Peloton CEO McCarthy steps down, fitness equipment maker to cut 15% jobs
2024.05.02 13:11
By Kannaki Deka
(Reuters) -Peloton CEO Barry McCarthy, who was tasked in early 2022 to stem the fitness equipment maker’s slide in sales from the pandemic highs, has quit as the company announced job cuts to reduce costs after posting weak results.
Its battered shares fell 12% as Wall Street analysts doubted the growth prospects of the company that went public in 2019 but was yet to turn a profit.
On Thursday, Peloton (NASDAQ:) reported smaller-than-expected quarterly revenue and cut its full-year forecast slightly amid dwindling demand for its stationary bikes and treadmills despite price cuts.
A former Netflix (NASDAQ:) and Spotify (NYSE:) executive, McCarthy took the helm from co-founder John Foley after the company struggled to maintain the breakneck growth that propelled its valuation to $52 billion in early 2021.

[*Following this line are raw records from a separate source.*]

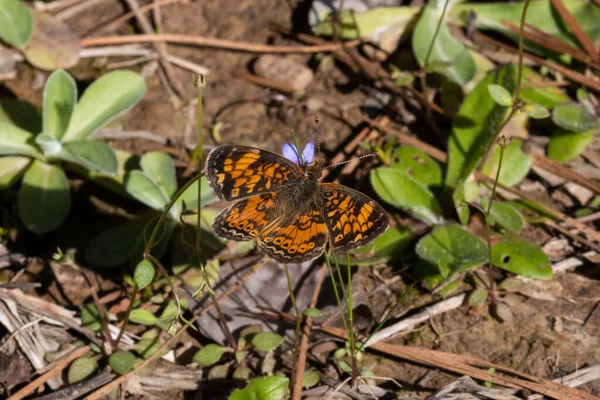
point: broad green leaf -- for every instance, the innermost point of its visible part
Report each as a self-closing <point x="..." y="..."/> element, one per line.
<point x="478" y="296"/>
<point x="266" y="341"/>
<point x="11" y="169"/>
<point x="22" y="114"/>
<point x="500" y="95"/>
<point x="446" y="49"/>
<point x="574" y="117"/>
<point x="312" y="312"/>
<point x="548" y="97"/>
<point x="16" y="22"/>
<point x="476" y="125"/>
<point x="121" y="361"/>
<point x="405" y="192"/>
<point x="452" y="248"/>
<point x="44" y="199"/>
<point x="540" y="14"/>
<point x="142" y="317"/>
<point x="145" y="190"/>
<point x="108" y="97"/>
<point x="419" y="165"/>
<point x="52" y="44"/>
<point x="90" y="317"/>
<point x="160" y="168"/>
<point x="210" y="354"/>
<point x="81" y="368"/>
<point x="521" y="258"/>
<point x="507" y="216"/>
<point x="515" y="164"/>
<point x="144" y="273"/>
<point x="60" y="96"/>
<point x="375" y="22"/>
<point x="566" y="145"/>
<point x="89" y="154"/>
<point x="16" y="141"/>
<point x="267" y="388"/>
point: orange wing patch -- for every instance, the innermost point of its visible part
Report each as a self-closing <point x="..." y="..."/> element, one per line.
<point x="300" y="240"/>
<point x="237" y="172"/>
<point x="244" y="219"/>
<point x="353" y="218"/>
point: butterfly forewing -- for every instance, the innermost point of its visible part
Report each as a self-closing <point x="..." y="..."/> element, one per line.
<point x="237" y="172"/>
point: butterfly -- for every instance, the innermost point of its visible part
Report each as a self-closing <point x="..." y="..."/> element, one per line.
<point x="279" y="201"/>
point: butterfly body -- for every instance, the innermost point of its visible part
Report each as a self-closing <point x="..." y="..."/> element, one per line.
<point x="282" y="204"/>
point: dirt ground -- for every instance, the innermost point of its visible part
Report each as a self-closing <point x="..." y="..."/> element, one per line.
<point x="546" y="338"/>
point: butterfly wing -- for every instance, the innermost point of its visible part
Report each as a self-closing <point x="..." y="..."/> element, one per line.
<point x="294" y="239"/>
<point x="244" y="219"/>
<point x="237" y="172"/>
<point x="353" y="218"/>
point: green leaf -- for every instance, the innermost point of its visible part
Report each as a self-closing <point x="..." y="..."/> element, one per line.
<point x="414" y="197"/>
<point x="354" y="25"/>
<point x="52" y="44"/>
<point x="521" y="258"/>
<point x="210" y="354"/>
<point x="310" y="378"/>
<point x="104" y="100"/>
<point x="160" y="168"/>
<point x="478" y="296"/>
<point x="500" y="95"/>
<point x="142" y="317"/>
<point x="144" y="273"/>
<point x="515" y="164"/>
<point x="81" y="368"/>
<point x="419" y="165"/>
<point x="566" y="145"/>
<point x="452" y="248"/>
<point x="90" y="317"/>
<point x="44" y="199"/>
<point x="536" y="111"/>
<point x="89" y="154"/>
<point x="147" y="347"/>
<point x="547" y="97"/>
<point x="11" y="169"/>
<point x="540" y="14"/>
<point x="267" y="388"/>
<point x="145" y="190"/>
<point x="16" y="141"/>
<point x="60" y="96"/>
<point x="16" y="23"/>
<point x="266" y="341"/>
<point x="312" y="312"/>
<point x="121" y="362"/>
<point x="574" y="117"/>
<point x="507" y="216"/>
<point x="446" y="49"/>
<point x="475" y="127"/>
<point x="22" y="114"/>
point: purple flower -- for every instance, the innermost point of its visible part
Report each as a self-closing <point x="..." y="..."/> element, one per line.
<point x="291" y="153"/>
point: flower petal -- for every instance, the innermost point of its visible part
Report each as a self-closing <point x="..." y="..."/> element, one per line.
<point x="308" y="153"/>
<point x="290" y="152"/>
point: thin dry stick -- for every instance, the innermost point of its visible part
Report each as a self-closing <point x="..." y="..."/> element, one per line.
<point x="574" y="25"/>
<point x="215" y="43"/>
<point x="59" y="365"/>
<point x="110" y="386"/>
<point x="301" y="363"/>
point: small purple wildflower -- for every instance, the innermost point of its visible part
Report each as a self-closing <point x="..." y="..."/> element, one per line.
<point x="291" y="153"/>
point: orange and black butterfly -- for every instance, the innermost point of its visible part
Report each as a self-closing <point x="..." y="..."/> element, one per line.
<point x="280" y="202"/>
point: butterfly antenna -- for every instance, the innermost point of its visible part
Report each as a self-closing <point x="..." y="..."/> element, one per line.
<point x="353" y="159"/>
<point x="317" y="134"/>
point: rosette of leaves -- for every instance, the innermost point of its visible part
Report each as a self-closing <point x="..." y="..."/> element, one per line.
<point x="38" y="149"/>
<point x="154" y="184"/>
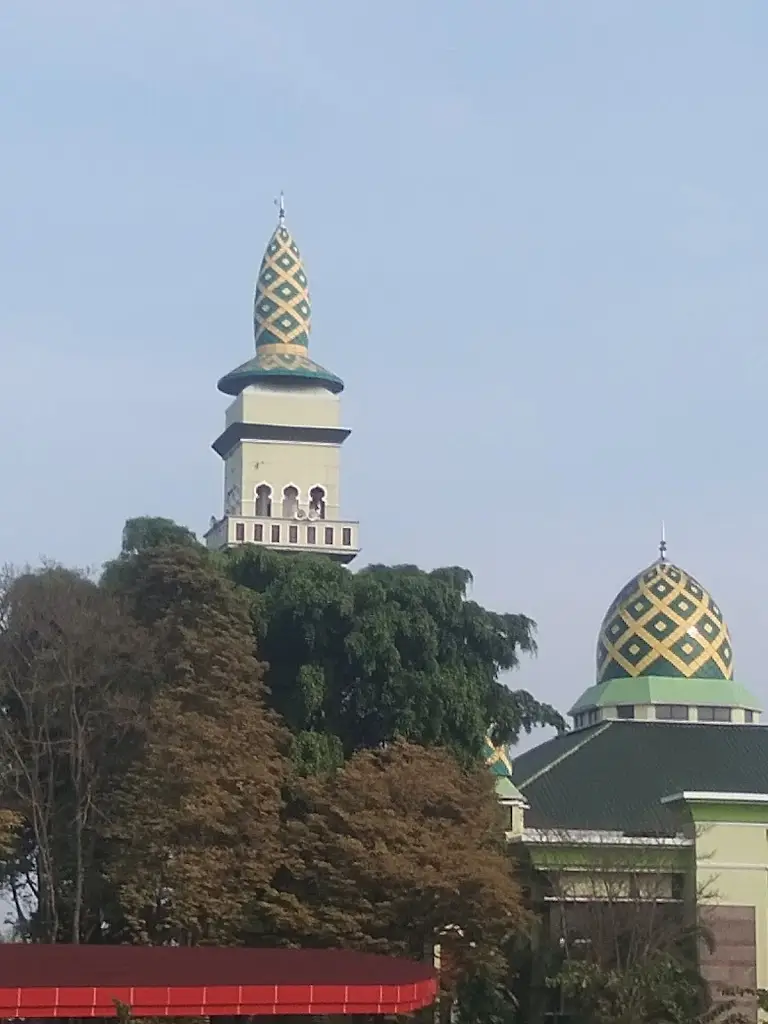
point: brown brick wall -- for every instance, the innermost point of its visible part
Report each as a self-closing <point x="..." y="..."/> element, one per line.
<point x="733" y="961"/>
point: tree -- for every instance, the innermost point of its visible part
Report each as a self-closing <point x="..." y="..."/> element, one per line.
<point x="197" y="820"/>
<point x="74" y="673"/>
<point x="398" y="850"/>
<point x="359" y="659"/>
<point x="142" y="534"/>
<point x="154" y="531"/>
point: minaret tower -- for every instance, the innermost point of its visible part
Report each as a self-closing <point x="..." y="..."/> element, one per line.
<point x="282" y="440"/>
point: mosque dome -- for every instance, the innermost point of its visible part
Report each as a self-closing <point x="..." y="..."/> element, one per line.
<point x="664" y="624"/>
<point x="282" y="321"/>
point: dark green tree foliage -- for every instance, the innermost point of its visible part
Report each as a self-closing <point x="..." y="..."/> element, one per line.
<point x="196" y="820"/>
<point x="397" y="850"/>
<point x="76" y="674"/>
<point x="358" y="659"/>
<point x="153" y="531"/>
<point x="142" y="534"/>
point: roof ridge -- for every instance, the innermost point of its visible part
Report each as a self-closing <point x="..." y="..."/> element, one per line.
<point x="563" y="757"/>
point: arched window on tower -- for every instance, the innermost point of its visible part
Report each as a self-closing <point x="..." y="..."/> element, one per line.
<point x="290" y="502"/>
<point x="317" y="503"/>
<point x="263" y="500"/>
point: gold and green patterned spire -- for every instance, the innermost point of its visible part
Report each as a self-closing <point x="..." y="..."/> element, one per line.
<point x="282" y="321"/>
<point x="663" y="623"/>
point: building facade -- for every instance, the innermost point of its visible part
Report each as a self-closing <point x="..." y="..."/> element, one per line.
<point x="658" y="796"/>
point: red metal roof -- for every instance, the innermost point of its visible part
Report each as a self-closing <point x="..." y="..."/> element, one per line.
<point x="85" y="981"/>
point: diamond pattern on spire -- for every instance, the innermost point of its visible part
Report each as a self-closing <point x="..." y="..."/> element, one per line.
<point x="282" y="310"/>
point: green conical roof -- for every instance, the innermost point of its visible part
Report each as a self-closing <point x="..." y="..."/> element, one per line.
<point x="282" y="320"/>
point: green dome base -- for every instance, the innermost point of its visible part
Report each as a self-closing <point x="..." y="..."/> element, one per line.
<point x="666" y="690"/>
<point x="287" y="368"/>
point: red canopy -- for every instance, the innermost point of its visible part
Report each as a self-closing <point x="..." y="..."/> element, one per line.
<point x="163" y="981"/>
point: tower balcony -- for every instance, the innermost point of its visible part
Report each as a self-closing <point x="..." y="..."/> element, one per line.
<point x="336" y="538"/>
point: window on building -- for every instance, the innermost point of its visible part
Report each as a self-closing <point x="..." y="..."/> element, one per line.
<point x="263" y="500"/>
<point x="317" y="502"/>
<point x="290" y="502"/>
<point x="677" y="713"/>
<point x="709" y="714"/>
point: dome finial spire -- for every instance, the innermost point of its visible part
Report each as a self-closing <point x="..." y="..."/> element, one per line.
<point x="281" y="204"/>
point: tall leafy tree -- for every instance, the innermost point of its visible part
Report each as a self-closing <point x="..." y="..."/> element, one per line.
<point x="398" y="850"/>
<point x="196" y="822"/>
<point x="75" y="673"/>
<point x="358" y="659"/>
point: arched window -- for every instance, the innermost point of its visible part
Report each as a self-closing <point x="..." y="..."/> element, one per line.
<point x="317" y="502"/>
<point x="263" y="500"/>
<point x="290" y="502"/>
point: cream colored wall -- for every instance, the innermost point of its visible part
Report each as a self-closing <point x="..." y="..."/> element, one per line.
<point x="732" y="870"/>
<point x="306" y="408"/>
<point x="280" y="464"/>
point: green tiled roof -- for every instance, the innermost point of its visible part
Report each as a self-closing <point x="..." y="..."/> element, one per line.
<point x="613" y="775"/>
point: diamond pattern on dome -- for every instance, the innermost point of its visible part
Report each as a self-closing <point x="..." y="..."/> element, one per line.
<point x="664" y="623"/>
<point x="282" y="311"/>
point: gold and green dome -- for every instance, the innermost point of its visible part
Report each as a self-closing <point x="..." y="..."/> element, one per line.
<point x="664" y="624"/>
<point x="282" y="321"/>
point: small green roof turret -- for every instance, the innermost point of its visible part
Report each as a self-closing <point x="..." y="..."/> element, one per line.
<point x="282" y="320"/>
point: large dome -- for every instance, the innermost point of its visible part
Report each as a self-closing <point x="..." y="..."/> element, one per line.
<point x="664" y="623"/>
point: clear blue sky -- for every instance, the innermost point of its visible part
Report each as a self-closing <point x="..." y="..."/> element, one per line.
<point x="536" y="239"/>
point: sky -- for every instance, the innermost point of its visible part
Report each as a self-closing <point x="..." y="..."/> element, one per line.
<point x="536" y="242"/>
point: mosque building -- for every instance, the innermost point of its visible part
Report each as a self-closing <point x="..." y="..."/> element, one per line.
<point x="666" y="767"/>
<point x="667" y="762"/>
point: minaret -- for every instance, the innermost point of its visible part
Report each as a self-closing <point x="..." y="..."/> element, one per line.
<point x="282" y="440"/>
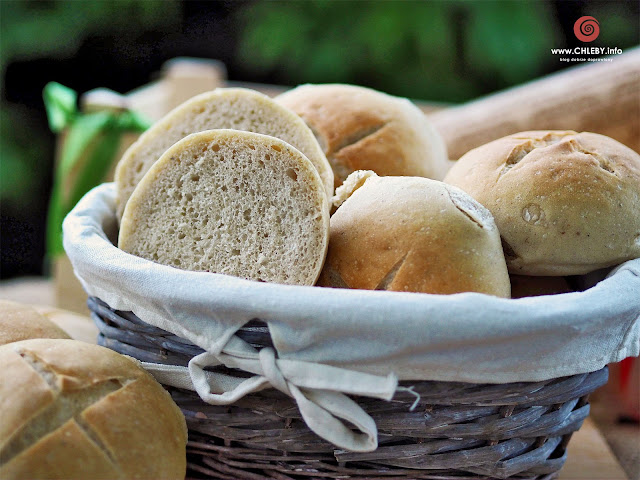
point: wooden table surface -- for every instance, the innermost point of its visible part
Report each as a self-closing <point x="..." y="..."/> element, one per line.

Investors had cheered his appointment in February 2022 by sending Peloton shares up 30%. In the subsequent months, McCarthy cut jobs, reduced retail presence and announced partnerships with Amazon.com (NASDAQ:) and Dick’s Sporting Goods (NYSE:) to sell the bikes online.
He also led a rebranding push to make Peloton a software-focused company, leaning on its exclusive content to drive subscriber growth.
But demand remained weak after the pandemic as customers returned to gyms and also cut back spending due to elevated inflation and rising borrowing costs.
That prompted Peloton to push back its goal of returning to positive cash flow. As of March 31, it had cash and cash equivalents of $794.5 million.
“Somebody needs to acquire them because at this rate I don’t even know if this company will still be a company on its own in the future,” Paul Cerro, Chief Investment Officer at Cedar Grove Capital Management said.
Peloton said on Thursday it would cut its global headcount by 15%, or about 400 employees, and further reduce its retail footprint.
Peloton chairperson Karen Boone and director Chris Bruzzo will serve as interim co-CEOs, while it looks for a new CEO. It also named director Jay Hoag as the chairperson of the board.
The company posted third-quarter adjusted loss of 43 cents per share, compared with expectations of 37 cents loss and said it expects to deliver “modest positive” free cash flow in the current quarter.